Research
Our research aims to understand the link between a material's microstructure (i.e., all features and mechanisms at small scales) and its effective properties (i.e., its behavior and performance at macroscopic engineering scales). This includes both conventional materials such as metals, ceramics, polymers and composites as well as novel metamaterials and architected materials with an as-designed architecture across various scales. Common goal is to provide the understanding and computational tools required to improve, to optimize, and to design material properties according to engineering demand. For conventional materials (like magnesium alloys or ferroelectric ceramics), this is achieved by optimizing the processing route and material utilization.

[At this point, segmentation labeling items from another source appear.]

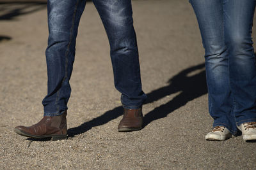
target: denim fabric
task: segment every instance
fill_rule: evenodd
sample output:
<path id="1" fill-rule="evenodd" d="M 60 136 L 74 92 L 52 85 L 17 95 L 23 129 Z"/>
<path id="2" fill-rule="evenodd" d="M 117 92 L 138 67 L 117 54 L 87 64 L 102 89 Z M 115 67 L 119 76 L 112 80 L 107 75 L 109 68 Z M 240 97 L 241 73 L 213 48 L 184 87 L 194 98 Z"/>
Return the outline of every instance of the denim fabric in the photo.
<path id="1" fill-rule="evenodd" d="M 48 91 L 42 102 L 45 116 L 60 115 L 67 110 L 76 39 L 86 3 L 48 0 Z M 115 85 L 122 93 L 123 106 L 128 109 L 140 108 L 147 96 L 141 90 L 131 0 L 94 0 L 93 3 L 109 38 Z"/>
<path id="2" fill-rule="evenodd" d="M 256 120 L 256 67 L 252 28 L 255 0 L 190 0 L 205 48 L 213 126 L 233 134 Z"/>

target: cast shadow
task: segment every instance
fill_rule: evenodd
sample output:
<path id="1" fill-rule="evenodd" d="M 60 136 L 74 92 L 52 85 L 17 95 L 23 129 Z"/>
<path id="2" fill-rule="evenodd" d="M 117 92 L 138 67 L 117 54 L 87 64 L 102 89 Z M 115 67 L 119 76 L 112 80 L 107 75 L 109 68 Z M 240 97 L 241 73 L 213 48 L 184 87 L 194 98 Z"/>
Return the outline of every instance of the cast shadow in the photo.
<path id="1" fill-rule="evenodd" d="M 180 92 L 167 103 L 154 108 L 145 115 L 143 127 L 154 120 L 166 117 L 172 111 L 184 106 L 188 102 L 207 94 L 204 67 L 204 64 L 200 64 L 183 70 L 171 78 L 168 81 L 168 85 L 147 94 L 148 100 L 145 104 L 153 103 L 176 92 Z M 72 138 L 76 135 L 84 133 L 93 127 L 107 124 L 122 115 L 123 108 L 122 106 L 115 108 L 78 127 L 69 129 L 68 136 Z"/>
<path id="2" fill-rule="evenodd" d="M 46 1 L 2 1 L 0 2 L 0 20 L 10 20 L 15 17 L 36 12 L 46 8 Z"/>
<path id="3" fill-rule="evenodd" d="M 10 36 L 0 36 L 0 42 L 2 41 L 9 41 L 11 40 L 12 38 Z"/>

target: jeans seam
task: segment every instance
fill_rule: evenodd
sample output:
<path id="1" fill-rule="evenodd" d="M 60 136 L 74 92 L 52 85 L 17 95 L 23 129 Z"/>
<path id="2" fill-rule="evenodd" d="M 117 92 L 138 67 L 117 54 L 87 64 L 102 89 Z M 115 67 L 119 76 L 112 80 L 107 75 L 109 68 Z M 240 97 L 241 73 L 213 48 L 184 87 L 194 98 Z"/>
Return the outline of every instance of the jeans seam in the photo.
<path id="1" fill-rule="evenodd" d="M 69 42 L 68 44 L 68 46 L 67 46 L 67 50 L 66 50 L 66 53 L 65 54 L 65 76 L 63 78 L 63 79 L 61 81 L 61 87 L 62 87 L 62 85 L 63 83 L 63 82 L 65 81 L 65 80 L 66 80 L 67 77 L 67 67 L 68 67 L 68 52 L 70 51 L 70 47 L 72 43 L 72 39 L 73 38 L 73 31 L 74 31 L 74 26 L 75 25 L 75 19 L 76 19 L 76 11 L 77 11 L 77 6 L 78 6 L 78 3 L 79 3 L 79 0 L 77 0 L 76 4 L 76 6 L 75 6 L 75 10 L 74 11 L 74 13 L 73 13 L 73 17 L 72 17 L 72 25 L 71 25 L 71 28 L 70 28 L 70 36 L 69 37 Z M 57 92 L 57 96 L 56 96 L 56 104 L 57 104 L 57 112 L 59 113 L 60 111 L 60 105 L 58 104 L 58 101 L 59 101 L 59 97 L 60 97 L 60 89 L 58 90 Z"/>

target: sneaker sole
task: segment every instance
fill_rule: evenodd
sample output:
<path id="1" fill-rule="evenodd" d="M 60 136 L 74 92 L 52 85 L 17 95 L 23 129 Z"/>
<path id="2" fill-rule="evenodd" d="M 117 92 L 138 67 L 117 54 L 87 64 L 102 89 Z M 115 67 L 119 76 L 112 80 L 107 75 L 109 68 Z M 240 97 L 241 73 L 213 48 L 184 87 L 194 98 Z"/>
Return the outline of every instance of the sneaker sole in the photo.
<path id="1" fill-rule="evenodd" d="M 33 139 L 49 138 L 49 139 L 52 140 L 52 141 L 58 141 L 58 140 L 61 140 L 61 139 L 66 139 L 67 138 L 67 134 L 48 134 L 48 135 L 42 135 L 42 136 L 33 135 L 33 134 L 30 134 L 24 132 L 23 132 L 19 129 L 14 129 L 14 132 L 15 132 L 16 133 L 17 133 L 19 135 L 31 138 Z"/>

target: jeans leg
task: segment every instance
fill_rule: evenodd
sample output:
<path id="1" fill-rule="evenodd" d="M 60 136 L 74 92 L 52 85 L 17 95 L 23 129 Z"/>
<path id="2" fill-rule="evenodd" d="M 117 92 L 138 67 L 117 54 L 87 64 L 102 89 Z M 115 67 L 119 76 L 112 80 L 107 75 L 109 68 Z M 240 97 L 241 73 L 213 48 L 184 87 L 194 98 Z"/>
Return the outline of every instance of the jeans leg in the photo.
<path id="1" fill-rule="evenodd" d="M 224 1 L 225 39 L 237 125 L 256 122 L 256 66 L 252 29 L 255 0 Z"/>
<path id="2" fill-rule="evenodd" d="M 224 39 L 223 0 L 191 0 L 205 48 L 209 110 L 213 126 L 223 125 L 233 134 L 237 128 L 232 113 L 228 51 Z"/>
<path id="3" fill-rule="evenodd" d="M 141 90 L 136 37 L 131 0 L 94 0 L 111 47 L 115 86 L 123 106 L 141 107 L 147 96 Z"/>
<path id="4" fill-rule="evenodd" d="M 45 116 L 60 115 L 67 110 L 76 38 L 85 3 L 85 0 L 48 0 L 48 83 L 47 94 L 42 101 Z"/>

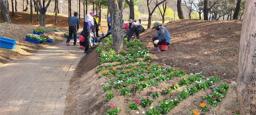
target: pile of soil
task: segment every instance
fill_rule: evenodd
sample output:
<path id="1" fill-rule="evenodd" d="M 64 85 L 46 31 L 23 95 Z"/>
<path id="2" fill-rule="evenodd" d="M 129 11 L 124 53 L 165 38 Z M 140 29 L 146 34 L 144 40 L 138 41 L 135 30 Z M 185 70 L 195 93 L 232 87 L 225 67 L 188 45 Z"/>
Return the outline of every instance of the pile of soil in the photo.
<path id="1" fill-rule="evenodd" d="M 23 58 L 24 56 L 32 54 L 38 49 L 45 48 L 49 45 L 53 45 L 64 40 L 63 37 L 64 32 L 49 32 L 45 34 L 53 39 L 53 43 L 45 42 L 44 44 L 36 44 L 25 40 L 26 36 L 32 34 L 33 30 L 36 29 L 52 29 L 47 27 L 32 27 L 26 25 L 8 23 L 0 23 L 0 36 L 10 38 L 16 40 L 16 45 L 14 49 L 0 48 L 0 65 L 14 60 Z"/>
<path id="2" fill-rule="evenodd" d="M 205 76 L 214 75 L 222 80 L 233 80 L 231 87 L 216 107 L 211 106 L 209 112 L 202 112 L 197 106 L 205 101 L 202 98 L 217 83 L 206 90 L 201 90 L 181 102 L 168 113 L 169 115 L 188 115 L 188 111 L 195 109 L 202 115 L 231 115 L 232 111 L 238 109 L 236 96 L 236 83 L 238 76 L 239 46 L 241 22 L 239 21 L 203 21 L 182 20 L 169 23 L 164 25 L 172 34 L 172 43 L 169 50 L 153 56 L 152 62 L 163 65 L 171 66 L 189 73 L 202 72 Z M 148 29 L 142 34 L 141 40 L 149 49 L 153 49 L 151 39 L 157 32 Z M 150 43 L 151 42 L 151 43 Z M 86 55 L 77 67 L 76 74 L 73 77 L 69 89 L 68 103 L 66 115 L 103 115 L 110 109 L 110 103 L 120 108 L 119 115 L 136 114 L 137 110 L 131 110 L 128 103 L 134 99 L 151 95 L 155 90 L 160 91 L 172 82 L 177 82 L 176 78 L 162 82 L 159 86 L 152 86 L 130 96 L 116 96 L 108 102 L 105 101 L 106 92 L 102 92 L 103 83 L 108 78 L 99 78 L 102 72 L 95 73 L 98 67 L 99 55 L 93 51 Z M 108 64 L 105 63 L 105 64 Z M 89 65 L 89 66 L 88 66 Z M 149 110 L 155 107 L 163 99 L 170 99 L 177 97 L 177 93 L 187 87 L 183 86 L 174 90 L 170 94 L 163 95 L 153 101 L 150 106 L 141 107 L 138 110 Z M 206 102 L 204 102 L 206 103 Z"/>

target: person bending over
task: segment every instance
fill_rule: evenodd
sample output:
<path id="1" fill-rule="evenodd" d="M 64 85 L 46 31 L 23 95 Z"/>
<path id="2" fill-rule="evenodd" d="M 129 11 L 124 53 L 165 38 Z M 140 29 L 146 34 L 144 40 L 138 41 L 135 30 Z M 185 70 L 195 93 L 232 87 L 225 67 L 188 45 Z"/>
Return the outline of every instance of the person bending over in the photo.
<path id="1" fill-rule="evenodd" d="M 159 22 L 155 22 L 152 29 L 155 29 L 158 31 L 156 36 L 152 39 L 155 47 L 153 53 L 157 54 L 161 52 L 159 45 L 169 45 L 171 43 L 171 35 L 168 30 Z"/>

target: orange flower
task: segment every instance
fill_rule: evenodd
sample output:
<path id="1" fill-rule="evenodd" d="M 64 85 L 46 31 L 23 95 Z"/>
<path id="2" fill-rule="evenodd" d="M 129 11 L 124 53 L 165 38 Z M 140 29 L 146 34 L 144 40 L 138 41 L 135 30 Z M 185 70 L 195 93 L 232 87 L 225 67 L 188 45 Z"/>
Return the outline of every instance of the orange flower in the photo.
<path id="1" fill-rule="evenodd" d="M 202 103 L 200 104 L 200 106 L 203 108 L 205 107 L 205 104 L 204 103 Z"/>
<path id="2" fill-rule="evenodd" d="M 108 70 L 105 70 L 104 71 L 103 71 L 103 73 L 105 74 L 106 74 L 108 72 Z"/>
<path id="3" fill-rule="evenodd" d="M 198 112 L 196 110 L 193 110 L 193 114 L 194 115 L 198 115 Z"/>

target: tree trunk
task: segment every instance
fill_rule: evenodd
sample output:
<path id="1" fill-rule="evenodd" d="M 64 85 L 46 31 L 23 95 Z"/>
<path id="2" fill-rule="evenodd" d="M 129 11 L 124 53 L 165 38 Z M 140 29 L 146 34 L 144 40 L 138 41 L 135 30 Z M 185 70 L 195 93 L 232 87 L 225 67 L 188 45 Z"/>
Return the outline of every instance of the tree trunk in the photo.
<path id="1" fill-rule="evenodd" d="M 152 19 L 152 14 L 148 14 L 148 28 L 150 28 L 151 26 L 151 19 Z"/>
<path id="2" fill-rule="evenodd" d="M 236 89 L 240 115 L 255 115 L 256 108 L 256 7 L 247 0 L 240 37 Z M 251 106 L 253 105 L 253 106 Z"/>
<path id="3" fill-rule="evenodd" d="M 30 0 L 30 23 L 33 23 L 33 5 L 32 5 L 32 0 Z"/>
<path id="4" fill-rule="evenodd" d="M 2 14 L 3 14 L 3 21 L 7 23 L 12 23 L 9 12 L 6 7 L 6 3 L 3 0 L 0 0 L 0 9 L 2 12 Z"/>
<path id="5" fill-rule="evenodd" d="M 7 2 L 7 9 L 8 9 L 8 11 L 10 11 L 10 9 L 9 7 L 9 0 L 6 0 L 6 2 Z"/>
<path id="6" fill-rule="evenodd" d="M 13 0 L 12 0 L 12 15 L 14 16 L 14 6 L 13 5 Z"/>
<path id="7" fill-rule="evenodd" d="M 80 17 L 80 15 L 81 15 L 81 11 L 80 11 L 80 9 L 81 9 L 81 0 L 79 0 L 79 20 L 81 20 L 81 17 Z"/>
<path id="8" fill-rule="evenodd" d="M 208 0 L 204 1 L 204 20 L 208 20 Z"/>
<path id="9" fill-rule="evenodd" d="M 233 15 L 233 20 L 238 19 L 238 14 L 239 13 L 239 12 L 240 11 L 241 4 L 241 0 L 238 0 L 237 3 L 236 3 L 236 11 L 235 11 L 235 12 L 234 13 L 234 15 Z"/>
<path id="10" fill-rule="evenodd" d="M 26 9 L 23 10 L 24 12 L 28 11 L 28 9 L 29 9 L 29 0 L 26 0 L 27 5 L 26 6 Z"/>
<path id="11" fill-rule="evenodd" d="M 128 0 L 125 0 L 125 2 L 129 6 L 129 9 L 130 10 L 129 19 L 134 20 L 134 0 L 130 0 L 130 2 Z"/>
<path id="12" fill-rule="evenodd" d="M 58 9 L 58 0 L 57 0 L 57 10 L 58 10 L 58 14 L 59 14 L 60 11 Z"/>
<path id="13" fill-rule="evenodd" d="M 122 30 L 122 10 L 124 0 L 108 0 L 111 17 L 113 49 L 121 50 L 124 48 Z"/>
<path id="14" fill-rule="evenodd" d="M 57 0 L 55 0 L 55 21 L 54 21 L 54 24 L 56 25 L 58 22 L 58 8 L 57 7 Z"/>
<path id="15" fill-rule="evenodd" d="M 180 20 L 184 19 L 184 16 L 183 16 L 183 12 L 181 9 L 181 0 L 177 0 L 177 11 L 178 11 L 179 18 Z"/>
<path id="16" fill-rule="evenodd" d="M 17 12 L 17 0 L 15 0 L 15 12 Z"/>
<path id="17" fill-rule="evenodd" d="M 230 20 L 232 20 L 232 9 L 230 9 Z"/>

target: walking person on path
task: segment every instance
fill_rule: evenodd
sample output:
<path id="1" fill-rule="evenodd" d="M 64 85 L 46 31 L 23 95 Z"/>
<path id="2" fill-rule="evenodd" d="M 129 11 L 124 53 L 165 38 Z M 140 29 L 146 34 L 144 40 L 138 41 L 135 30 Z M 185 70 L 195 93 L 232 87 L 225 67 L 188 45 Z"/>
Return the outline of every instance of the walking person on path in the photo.
<path id="1" fill-rule="evenodd" d="M 84 40 L 84 53 L 89 54 L 92 51 L 89 49 L 89 44 L 90 43 L 89 37 L 93 37 L 93 32 L 91 30 L 92 26 L 94 25 L 93 18 L 89 14 L 85 16 L 84 28 L 81 32 L 81 35 L 85 38 Z"/>
<path id="2" fill-rule="evenodd" d="M 152 39 L 154 42 L 154 46 L 155 47 L 153 53 L 157 54 L 161 52 L 161 50 L 159 49 L 159 45 L 169 45 L 171 43 L 171 35 L 168 30 L 159 22 L 155 22 L 152 28 L 155 29 L 158 31 L 156 36 Z"/>
<path id="3" fill-rule="evenodd" d="M 73 45 L 74 46 L 76 46 L 76 31 L 79 29 L 80 23 L 80 20 L 78 17 L 78 13 L 77 12 L 74 12 L 74 16 L 71 17 L 70 18 L 68 22 L 69 35 L 66 42 L 67 46 L 69 46 L 69 42 L 70 41 L 70 39 L 72 37 L 72 35 L 74 36 L 74 44 Z"/>

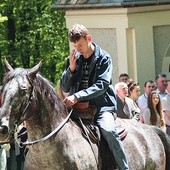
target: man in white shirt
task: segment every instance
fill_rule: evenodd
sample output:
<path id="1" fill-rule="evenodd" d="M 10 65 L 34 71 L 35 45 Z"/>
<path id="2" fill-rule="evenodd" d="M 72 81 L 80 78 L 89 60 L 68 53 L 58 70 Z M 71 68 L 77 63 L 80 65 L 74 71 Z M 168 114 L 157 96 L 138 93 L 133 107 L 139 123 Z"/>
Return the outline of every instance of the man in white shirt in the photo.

For metamaterials (such as truss lattices and spinodal structures), properties result from structural architecture on smaller scales to be optimized.
Our research lives at the intersection of mechanics, materials science, and physics (and related areas) and relies on theory, simulations, and experiments. In order to bridge across length and time scales, we employ theories of homogenization and coarse-graining as well as constitutive modeling for an advance theoretical description of material behavior. To simulate, predict, and optimize material behavior, we develop our own computational codes (e.g., for finite element analysis, phase field modeling, discrete numerical analisys of structural networks, atomistic and coarse-grained atomistic simulations) and apply those to problems of engineering interest. The integration of code development with applications and performance analysis results in powerful computational toolsets for the exploration of the available material property space. In many scenarios like coarse-grained atomistics, we need to combine techniques and theories in an interdisciplinary fashion and break new grounds towards a multiscale description that starts on the atomic scale and ascends all the way to typical engineering scales visible to the naked eye. Experiments are an important complement to theory and simulations and allow us to calibrate and validate our models and to improve our understanding of the underlying physics and mechanics.